I personally always need a second more to understand do blocks than “normal” functions, but I think you have good reasons to do it like that – depending on how complex your actual struct is, this is the easiest to read for me, but I would also be curious about other ways to approach this.
But regarding your second question: With @macroexpand you can check the exact code that will be generated and see what will actually be stored in the struct:
expanded macro
(I removed everything after the struct definition and added some empty lines to make it more readable; also the calculation of ys is just a dummy of course)

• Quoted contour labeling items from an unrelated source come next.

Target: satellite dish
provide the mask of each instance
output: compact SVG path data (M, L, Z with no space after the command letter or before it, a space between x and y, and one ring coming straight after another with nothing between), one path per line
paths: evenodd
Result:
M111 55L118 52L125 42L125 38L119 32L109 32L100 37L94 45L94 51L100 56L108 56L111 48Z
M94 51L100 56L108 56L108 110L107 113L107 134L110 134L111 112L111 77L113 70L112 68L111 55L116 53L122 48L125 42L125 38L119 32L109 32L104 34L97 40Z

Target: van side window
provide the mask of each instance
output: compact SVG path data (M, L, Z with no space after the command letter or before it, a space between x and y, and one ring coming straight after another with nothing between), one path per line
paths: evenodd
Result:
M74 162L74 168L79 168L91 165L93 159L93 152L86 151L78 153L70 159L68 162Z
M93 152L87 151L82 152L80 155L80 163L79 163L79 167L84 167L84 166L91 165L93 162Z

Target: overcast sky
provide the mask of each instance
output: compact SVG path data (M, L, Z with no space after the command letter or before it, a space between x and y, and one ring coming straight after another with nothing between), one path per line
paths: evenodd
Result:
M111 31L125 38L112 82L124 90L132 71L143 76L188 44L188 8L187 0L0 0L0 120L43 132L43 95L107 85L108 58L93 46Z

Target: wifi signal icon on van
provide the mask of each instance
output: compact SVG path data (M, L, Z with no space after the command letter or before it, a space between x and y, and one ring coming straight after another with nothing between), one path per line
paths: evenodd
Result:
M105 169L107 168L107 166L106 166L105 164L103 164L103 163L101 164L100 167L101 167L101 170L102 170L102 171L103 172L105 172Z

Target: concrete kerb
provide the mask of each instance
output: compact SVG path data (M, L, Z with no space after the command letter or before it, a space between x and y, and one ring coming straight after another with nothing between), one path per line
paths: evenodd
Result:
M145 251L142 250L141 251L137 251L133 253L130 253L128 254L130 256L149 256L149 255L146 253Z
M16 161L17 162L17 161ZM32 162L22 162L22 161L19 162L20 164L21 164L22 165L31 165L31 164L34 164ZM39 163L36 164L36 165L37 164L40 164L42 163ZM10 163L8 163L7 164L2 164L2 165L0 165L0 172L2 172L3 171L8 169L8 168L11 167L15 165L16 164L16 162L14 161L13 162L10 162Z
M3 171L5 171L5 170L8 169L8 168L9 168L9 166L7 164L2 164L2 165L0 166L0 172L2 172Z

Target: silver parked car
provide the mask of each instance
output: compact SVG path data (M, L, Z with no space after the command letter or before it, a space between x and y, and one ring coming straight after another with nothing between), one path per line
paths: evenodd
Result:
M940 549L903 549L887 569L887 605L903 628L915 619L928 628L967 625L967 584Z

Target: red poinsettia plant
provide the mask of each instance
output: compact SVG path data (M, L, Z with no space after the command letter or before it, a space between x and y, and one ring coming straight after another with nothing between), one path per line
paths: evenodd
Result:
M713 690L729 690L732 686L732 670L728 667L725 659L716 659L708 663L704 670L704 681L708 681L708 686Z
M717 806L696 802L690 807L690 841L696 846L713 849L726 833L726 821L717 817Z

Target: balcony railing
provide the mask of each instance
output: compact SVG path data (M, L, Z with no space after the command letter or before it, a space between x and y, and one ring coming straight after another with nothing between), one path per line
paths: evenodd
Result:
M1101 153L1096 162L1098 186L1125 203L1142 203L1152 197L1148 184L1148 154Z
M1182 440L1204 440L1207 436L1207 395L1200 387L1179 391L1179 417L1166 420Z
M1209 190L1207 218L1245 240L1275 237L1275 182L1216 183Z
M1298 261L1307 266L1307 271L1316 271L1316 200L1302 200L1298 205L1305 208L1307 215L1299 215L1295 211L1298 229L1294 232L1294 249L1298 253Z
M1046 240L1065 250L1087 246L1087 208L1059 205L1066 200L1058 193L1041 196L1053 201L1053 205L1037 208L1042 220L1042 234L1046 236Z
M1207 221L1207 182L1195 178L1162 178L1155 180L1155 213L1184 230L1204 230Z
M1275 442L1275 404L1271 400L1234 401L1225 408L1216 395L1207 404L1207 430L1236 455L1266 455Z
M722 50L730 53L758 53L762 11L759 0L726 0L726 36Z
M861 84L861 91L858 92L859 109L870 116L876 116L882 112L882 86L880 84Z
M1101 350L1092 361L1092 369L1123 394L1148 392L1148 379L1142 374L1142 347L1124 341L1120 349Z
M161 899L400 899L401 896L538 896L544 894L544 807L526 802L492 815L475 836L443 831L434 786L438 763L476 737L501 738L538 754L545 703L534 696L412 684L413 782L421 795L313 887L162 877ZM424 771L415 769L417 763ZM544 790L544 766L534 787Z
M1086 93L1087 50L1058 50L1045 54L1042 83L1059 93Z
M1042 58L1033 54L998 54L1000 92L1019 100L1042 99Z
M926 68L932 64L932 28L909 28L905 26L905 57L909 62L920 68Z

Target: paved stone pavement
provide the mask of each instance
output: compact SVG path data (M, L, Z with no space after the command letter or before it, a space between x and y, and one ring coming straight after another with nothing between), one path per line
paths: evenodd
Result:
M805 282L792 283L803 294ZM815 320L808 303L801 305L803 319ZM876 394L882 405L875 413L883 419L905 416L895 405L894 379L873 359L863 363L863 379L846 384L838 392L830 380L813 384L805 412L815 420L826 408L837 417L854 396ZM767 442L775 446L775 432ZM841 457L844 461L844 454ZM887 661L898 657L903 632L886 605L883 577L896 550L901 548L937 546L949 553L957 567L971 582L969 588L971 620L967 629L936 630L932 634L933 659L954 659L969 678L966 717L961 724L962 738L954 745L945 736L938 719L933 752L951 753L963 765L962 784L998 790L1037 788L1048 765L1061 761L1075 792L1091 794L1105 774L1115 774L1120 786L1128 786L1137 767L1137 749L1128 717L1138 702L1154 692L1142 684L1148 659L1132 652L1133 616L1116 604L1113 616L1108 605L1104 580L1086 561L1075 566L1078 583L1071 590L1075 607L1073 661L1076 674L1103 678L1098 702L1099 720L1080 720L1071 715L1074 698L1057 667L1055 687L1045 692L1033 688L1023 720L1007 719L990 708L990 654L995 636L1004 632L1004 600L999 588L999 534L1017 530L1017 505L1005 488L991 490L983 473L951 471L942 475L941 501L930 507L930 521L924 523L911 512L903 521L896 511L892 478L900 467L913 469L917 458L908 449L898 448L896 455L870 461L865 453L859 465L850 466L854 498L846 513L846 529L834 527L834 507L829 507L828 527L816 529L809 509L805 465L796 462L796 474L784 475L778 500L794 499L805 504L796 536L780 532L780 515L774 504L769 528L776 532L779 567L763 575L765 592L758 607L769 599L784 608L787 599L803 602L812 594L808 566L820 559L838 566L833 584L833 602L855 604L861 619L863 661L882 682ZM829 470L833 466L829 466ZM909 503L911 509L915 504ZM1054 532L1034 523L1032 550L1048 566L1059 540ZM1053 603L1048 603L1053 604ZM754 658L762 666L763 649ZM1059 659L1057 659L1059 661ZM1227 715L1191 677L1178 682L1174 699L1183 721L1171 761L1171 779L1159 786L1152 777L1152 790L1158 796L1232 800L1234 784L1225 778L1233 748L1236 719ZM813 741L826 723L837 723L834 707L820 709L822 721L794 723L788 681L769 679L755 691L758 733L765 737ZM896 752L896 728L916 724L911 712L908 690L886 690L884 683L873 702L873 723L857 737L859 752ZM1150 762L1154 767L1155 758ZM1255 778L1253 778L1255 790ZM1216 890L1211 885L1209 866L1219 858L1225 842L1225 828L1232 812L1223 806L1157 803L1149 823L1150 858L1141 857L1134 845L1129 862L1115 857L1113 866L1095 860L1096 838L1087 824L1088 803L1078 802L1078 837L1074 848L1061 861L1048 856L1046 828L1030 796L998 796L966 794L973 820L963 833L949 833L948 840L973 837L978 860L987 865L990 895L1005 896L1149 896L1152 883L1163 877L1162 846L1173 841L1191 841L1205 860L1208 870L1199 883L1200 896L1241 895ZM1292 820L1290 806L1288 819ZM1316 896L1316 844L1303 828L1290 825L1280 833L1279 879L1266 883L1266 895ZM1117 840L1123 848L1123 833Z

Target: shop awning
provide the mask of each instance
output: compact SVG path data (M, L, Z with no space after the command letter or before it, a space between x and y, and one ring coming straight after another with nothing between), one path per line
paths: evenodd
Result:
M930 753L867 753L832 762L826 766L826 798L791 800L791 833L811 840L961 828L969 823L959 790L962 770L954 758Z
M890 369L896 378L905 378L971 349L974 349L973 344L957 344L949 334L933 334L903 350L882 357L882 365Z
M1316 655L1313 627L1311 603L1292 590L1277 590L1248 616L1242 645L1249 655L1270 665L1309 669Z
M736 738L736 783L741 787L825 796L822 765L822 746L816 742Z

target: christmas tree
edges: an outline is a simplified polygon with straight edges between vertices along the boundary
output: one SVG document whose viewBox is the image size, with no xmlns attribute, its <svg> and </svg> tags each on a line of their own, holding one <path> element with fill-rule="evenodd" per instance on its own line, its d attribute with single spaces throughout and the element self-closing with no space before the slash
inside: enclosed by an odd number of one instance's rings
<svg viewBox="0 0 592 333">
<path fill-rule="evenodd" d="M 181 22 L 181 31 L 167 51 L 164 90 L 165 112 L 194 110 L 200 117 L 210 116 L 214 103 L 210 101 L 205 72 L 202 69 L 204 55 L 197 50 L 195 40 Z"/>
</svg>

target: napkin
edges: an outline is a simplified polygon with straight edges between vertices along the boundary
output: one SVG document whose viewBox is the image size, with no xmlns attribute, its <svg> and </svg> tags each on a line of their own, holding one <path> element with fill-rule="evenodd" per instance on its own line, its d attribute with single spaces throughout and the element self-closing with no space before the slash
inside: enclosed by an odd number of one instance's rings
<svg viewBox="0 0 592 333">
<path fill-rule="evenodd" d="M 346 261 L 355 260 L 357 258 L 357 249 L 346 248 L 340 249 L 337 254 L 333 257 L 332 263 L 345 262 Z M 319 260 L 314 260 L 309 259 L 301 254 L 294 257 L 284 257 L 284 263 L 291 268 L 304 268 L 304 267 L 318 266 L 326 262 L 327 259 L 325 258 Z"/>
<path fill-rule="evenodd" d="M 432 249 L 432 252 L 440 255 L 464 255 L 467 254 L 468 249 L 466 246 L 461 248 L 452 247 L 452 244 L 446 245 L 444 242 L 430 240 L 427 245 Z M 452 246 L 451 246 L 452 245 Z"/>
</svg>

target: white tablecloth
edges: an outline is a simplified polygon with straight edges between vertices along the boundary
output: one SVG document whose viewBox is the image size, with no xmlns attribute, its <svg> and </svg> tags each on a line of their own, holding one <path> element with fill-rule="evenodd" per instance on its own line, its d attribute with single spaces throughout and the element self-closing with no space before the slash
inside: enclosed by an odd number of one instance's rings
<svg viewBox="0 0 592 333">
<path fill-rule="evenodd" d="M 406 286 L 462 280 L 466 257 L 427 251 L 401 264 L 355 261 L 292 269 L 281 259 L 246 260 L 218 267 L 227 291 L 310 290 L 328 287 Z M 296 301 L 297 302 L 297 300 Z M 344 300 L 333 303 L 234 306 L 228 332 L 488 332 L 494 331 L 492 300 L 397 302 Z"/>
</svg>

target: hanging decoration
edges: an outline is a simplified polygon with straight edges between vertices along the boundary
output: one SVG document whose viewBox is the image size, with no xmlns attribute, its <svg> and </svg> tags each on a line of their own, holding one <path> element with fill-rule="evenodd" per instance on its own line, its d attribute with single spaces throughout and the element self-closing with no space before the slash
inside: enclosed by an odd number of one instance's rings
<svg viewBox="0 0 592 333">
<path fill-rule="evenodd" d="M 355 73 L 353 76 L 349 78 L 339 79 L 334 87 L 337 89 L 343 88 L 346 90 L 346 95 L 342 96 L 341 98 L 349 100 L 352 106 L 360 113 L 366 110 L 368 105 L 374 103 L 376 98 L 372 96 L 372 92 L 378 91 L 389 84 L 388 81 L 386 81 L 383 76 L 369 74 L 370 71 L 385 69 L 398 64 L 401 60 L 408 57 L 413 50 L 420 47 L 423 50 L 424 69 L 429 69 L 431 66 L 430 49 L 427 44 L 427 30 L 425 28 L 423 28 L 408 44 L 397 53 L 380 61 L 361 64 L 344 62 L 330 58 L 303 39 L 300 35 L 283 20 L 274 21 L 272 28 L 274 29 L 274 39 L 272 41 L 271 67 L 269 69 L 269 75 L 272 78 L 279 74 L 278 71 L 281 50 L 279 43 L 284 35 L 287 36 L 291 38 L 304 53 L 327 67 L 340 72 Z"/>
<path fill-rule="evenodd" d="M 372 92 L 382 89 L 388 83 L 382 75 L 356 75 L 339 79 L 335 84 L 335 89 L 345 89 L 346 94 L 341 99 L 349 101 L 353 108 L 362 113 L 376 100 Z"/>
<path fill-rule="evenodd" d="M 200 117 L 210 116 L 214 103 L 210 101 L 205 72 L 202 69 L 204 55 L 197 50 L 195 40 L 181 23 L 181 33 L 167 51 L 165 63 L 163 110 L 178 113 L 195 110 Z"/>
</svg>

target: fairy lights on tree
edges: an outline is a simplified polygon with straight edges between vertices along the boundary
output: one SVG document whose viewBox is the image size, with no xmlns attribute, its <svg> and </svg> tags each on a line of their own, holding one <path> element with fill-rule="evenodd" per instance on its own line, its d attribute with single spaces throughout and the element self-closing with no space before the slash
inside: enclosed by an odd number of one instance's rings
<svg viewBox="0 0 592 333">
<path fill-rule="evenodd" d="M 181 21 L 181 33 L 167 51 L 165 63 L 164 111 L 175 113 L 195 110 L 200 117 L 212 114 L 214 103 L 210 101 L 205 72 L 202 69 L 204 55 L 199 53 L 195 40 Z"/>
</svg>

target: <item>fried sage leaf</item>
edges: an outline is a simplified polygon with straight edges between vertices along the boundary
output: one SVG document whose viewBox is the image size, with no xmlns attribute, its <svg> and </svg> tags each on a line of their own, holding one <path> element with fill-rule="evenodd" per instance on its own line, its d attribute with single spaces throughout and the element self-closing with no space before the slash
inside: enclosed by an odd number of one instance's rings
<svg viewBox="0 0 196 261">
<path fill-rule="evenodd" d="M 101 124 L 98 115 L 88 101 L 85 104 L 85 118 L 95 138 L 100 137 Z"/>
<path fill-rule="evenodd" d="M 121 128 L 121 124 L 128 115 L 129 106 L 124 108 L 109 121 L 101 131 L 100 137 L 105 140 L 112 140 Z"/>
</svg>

@macroexpand @with_kw struct X @deftype Float64
a; b; c; d; e; f; g
xv::Vector{Float64}
yv::Vector{Float64} = map(xv) do x
x * a + b * c + d * e * f * g
end
end
begin
$(Expr(:meta, :doc))
struct X
a::Float64
b::Float64
c::Float64
d::Float64
e::Float64
f::Float64
g::Float64
xv::Vector{Float64}
"Default: map(xv) do x\n #= REPL[24]:8 =#\n x * a + b * c + d * e * f * g\nend"
yv::Vector{Float64}
X(; a = #= remaining fields, edited out =# , yv = map(xv) do x
#= REPL[24]:8 =#
x * a + b * c + d * e * f * g
end) = begin
X(a, b, c, d, e, f, g, xv, yv)
end
X(a, b, c, d, e, f, g, xv, yv) = begin
new(a, b, c, d, e, f, g, xv, yv)
end
end
end
So the function to generate ys is “stored” just inside the constructor like X(; ..., ys = anonymous_fn(...)), but the struct just contains the plain values that come out of the computation. Note that I had to annotate ys::Vector{Float64} because of the @deftype Float64.